There are several different ways to create a DataFrame in Apache Spark — which one should you use? What is the most efficient way from a performance perspective? In this post, we will look at a few different options using the programming language Apache Spark is written in: Scala.

As a first step, we want to create a simple DataFrame in Spark. It can be done like this:

val df = (1 to 100).toDF("id")

(1 to 100) creates a range of 100 integer values and the .toDF(“id”) function call converts this range into a Spark DataFrame with one column named “id”.

When we work with DataFrames we sometimes want to extend them by adding more columns. We can call an external REST API to retrieve a result for each ID in your DataFrame, for example. This allows us to merge the results back to our DataFrame for further processing or storage.

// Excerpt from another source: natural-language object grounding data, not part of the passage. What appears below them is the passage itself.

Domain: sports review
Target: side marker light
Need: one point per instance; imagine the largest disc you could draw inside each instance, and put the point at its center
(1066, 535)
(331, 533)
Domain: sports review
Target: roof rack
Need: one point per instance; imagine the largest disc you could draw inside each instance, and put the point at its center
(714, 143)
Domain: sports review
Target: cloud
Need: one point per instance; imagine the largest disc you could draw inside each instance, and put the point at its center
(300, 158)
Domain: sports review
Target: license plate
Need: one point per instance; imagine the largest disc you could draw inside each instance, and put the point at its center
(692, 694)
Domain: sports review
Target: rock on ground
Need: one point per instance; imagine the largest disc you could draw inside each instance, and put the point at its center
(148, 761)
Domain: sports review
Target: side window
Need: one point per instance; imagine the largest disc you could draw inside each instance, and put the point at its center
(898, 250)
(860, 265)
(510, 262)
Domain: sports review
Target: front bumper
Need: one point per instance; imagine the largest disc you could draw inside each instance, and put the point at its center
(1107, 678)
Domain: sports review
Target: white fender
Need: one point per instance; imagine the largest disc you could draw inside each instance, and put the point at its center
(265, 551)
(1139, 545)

In our code example, we will simulate the API call by generating additional columns in a simplified way. But you can imagine their values could instead come from an external API or data source:

import org.apache.spark.sql.DataFrame
import org.apache.spark.sql.functions.lit

def addColumns(df: DataFrame): DataFrame = 
  df.collect
    .map(_.getInt(0))
    .map( id => 
      Seq(id).toDF("id")
        .withColumn("animal", lit("dog"))
        .withColumn("age", lit(id + 10))
    )
    .reduce(_ union _)
val slowDf = spark.time(addColumns(df))
slowDf.show(5)

First we need to import the DataFrame type because we want to use it in the signature of the addColumns() function. Next we need to import the lit() function for creating new columns with literal values.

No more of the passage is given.